Desse ponto de vista, o problema humano básico é a ansiedade do homem no tempo, isto é, sua ansiedade atual sobre si mesmo com relação a seu passado e seus pais (Freud), sua ansiedade atual quanto a si mesmo em relação a seu futuro e seus vizinhos (Marx), sua ansiedade atual quanto a si mesmo em relação à eternidade e a Deus (Kierkegaard).

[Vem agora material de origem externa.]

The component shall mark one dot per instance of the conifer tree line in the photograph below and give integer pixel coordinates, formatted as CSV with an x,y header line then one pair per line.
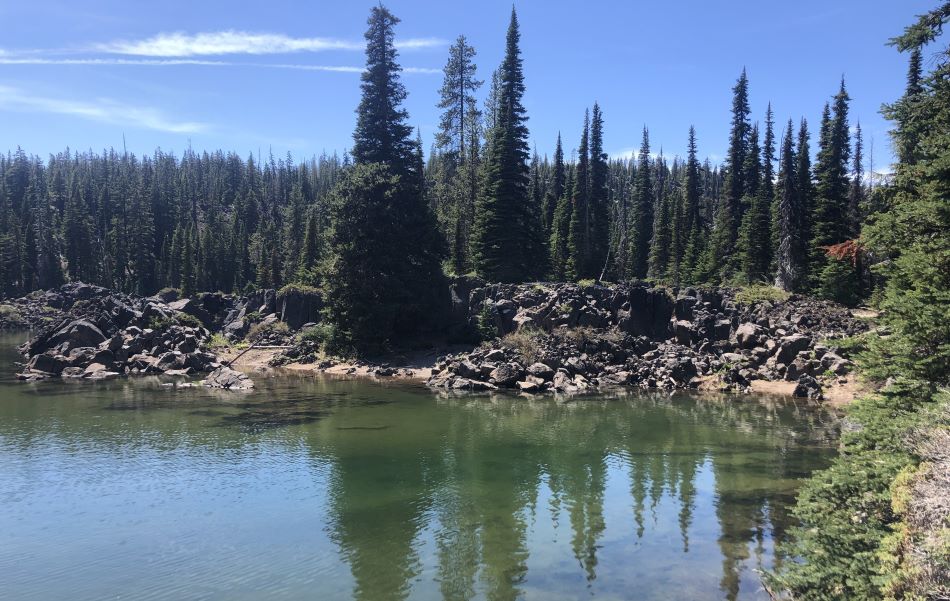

O homem, diz Kierkegaard, não é apenas um ser, como um átomo de hidrogênio, mas também um ser que se torna, e não apenas um ser que se torna, como uma bolota se torna um carvalho, mas um ser consciente que a cada momento deve escolher, através de seu próprio livre arbítrio, uma entre um número infinito de possibilidades que ele prevê. Além disso, cada escolha é irrevogável, isto é, o homem, tanto individual como socialmente, tem uma história; o que acontece a ele não acontece no tempo, o tempo é que acontece naquilo que o homem faz. Daí sua ansiedade, porque ele não pode garantir nem desfazer as consequências de qualquer escolha que faça. O poder através do qual, sem cegar a si mesmo quanto à sua ansiedade, ele ainda assim é capaz de escolher, é a fé religiosa: sem essa fé, ele deve desesperar, isto é, ser incapaz de agir, ou tornar-se um idólatra, isto é, inventar uma ilusão de absoluta certeza a partir da paixão individual de seus humores imediatos (o Estético) ou das abstrações universais de seu intelecto (o Ético). Entretanto, esta tarefa está fadada ao fracasso porque ele não pode confiar em um sem excluir o outro; ele só pode reprimir. Ele não pode se livrar de nenhum dos dois nem evitar que a metade excluida de sua natureza desmascare as pretensões da metade em que confiou, levando-o assim de volta ao desespero".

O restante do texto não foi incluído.